Мера слабо улыбнулась в ответ:
— Знаю.
Булат хмыкнул с одобрением. Должно быть, предполагал, что княжна станет убиваться от горя, а то и проклинать молчаливых богов, которые разом отняли у нее все. Нередки были случаи, когда скорбящая жена восходила на краду вслед за погибшим супругом, желая и в смерти оставаться рядом с ним. Мера нахмурились, когда подумала о том, скольких женщин лишится Калинов Яр в эту ночь.
— С дружиной мы продолжим пировать в княжеских хоромах, — проговорил Булат после недолгого молчания. — Отцовское место теперь твое. Хочешь, приходи, хочешь, оставайся.
— Зовёшь меня в мой же дом? — холодно усмехнулась Мера.

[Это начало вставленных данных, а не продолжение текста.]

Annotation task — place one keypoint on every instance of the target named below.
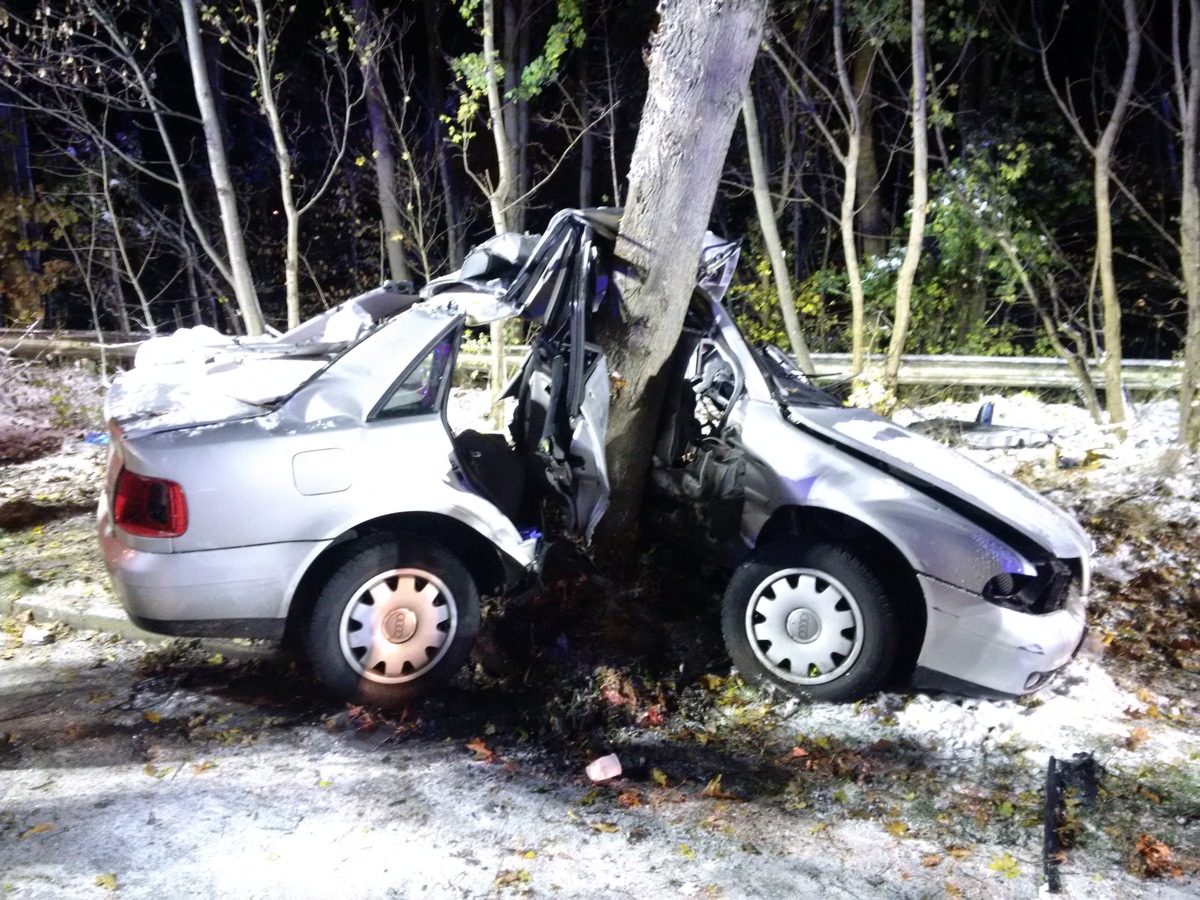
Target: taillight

Булат на миг растерялся, напрягся, соображая над ответом, но княжна опередила его: — Где мне ещё быть, как не на пиру в честь родных.
Мера развернулась и направилась к дому, коря себя за длинный язык. Стоило быть сдержаннее, а то так, слово за слово, можно всю дружину против себя настроить.

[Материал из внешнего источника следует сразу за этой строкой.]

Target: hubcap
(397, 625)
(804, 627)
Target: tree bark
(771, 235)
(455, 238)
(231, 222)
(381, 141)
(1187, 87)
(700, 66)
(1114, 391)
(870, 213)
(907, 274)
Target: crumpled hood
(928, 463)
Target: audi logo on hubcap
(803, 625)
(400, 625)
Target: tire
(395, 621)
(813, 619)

Солнце уже скрылось в Нави, но площадь ярко освещалась пламенем. С соседних улочек наползала сырая холодная мгла, и воздух за пределами круга света сделался непрозрачным. С реки ветер приносил туман и запах тины, а с неосвещенных околиц шло неясное, пробирающее до мурашек ощущение опасности. Мера остановилась у крыльца, вгляделась в тени между соседними избами. Казалось, она чувствует взгляд, направленный в спину. Горе притягивает нечисть — мелькнула в голове с детства заученная истина, и девушка поспешила укрыться в стенах родного дома. Издревле люди всячески пытались защитить свои жилища от проникновения нечисти, и княжеские хоромы исключением не были. Причелины, подзоры³ и наличники украшали резные обережные орнаменты, а над дверьми и окнами висел чертополох.
[3] Причелина — резная доска, которая прикрывает торец двускатной крыши. Подзор — доска, окаймляющая свес кровли, резной карниз.
Внутри было жарко натоплено, пахло пирогами и печёной рыбой. Тиуны и холопы уже накрыли длинный стол поминальными яствами, и Мере оставалось лишь гадать, кто отдал им этот приказ вместо нее. Мысли сейчас находились в полнейшем смятении, и она пока не понимала, радоваться ли чьей-то предусмотрительности или тревожиться.
Мера обошла помещение и остановилась в нерешительности у отцовского стула. Массивный, с высокой спинкой, накрытый шкурой медведя, он всегда казался ей слишком большим. Даже отец при своем немалом росте и крепком телосложении мог свободно развиваться в нем, а уж хрупкая девица вроде нее… Заслуживает ли она право занимать его?
Что ж, время покажет.
Мера села за стол, сняла венец, поднизь из жемчужных нитей которого мешала смотреть, а рясны при каждом движении стучали по подбородку. Русые волосы остались заколотыми на затылке в замысловатую прическу серебряными гребнями и нитями жемчуга. Помимо венца, который следовало носить лишь на особых торжествах, Мера также надела белый с серебряной вышивкой о́пашень — долгополый, расширяющийся к низу, с прорезями для рук в верхней части пышных свисающих до земли рукавов. В этом праздничном наряде она слишком выделялась на фоне одетых в простые кафтаны витязей и разряженных чуть богаче бояр. Но так было нужно: пусть смотрят, пусть видят ее. Прятаться в тусклых одеждах, за чужими спинами и в покорном молчании она не станет.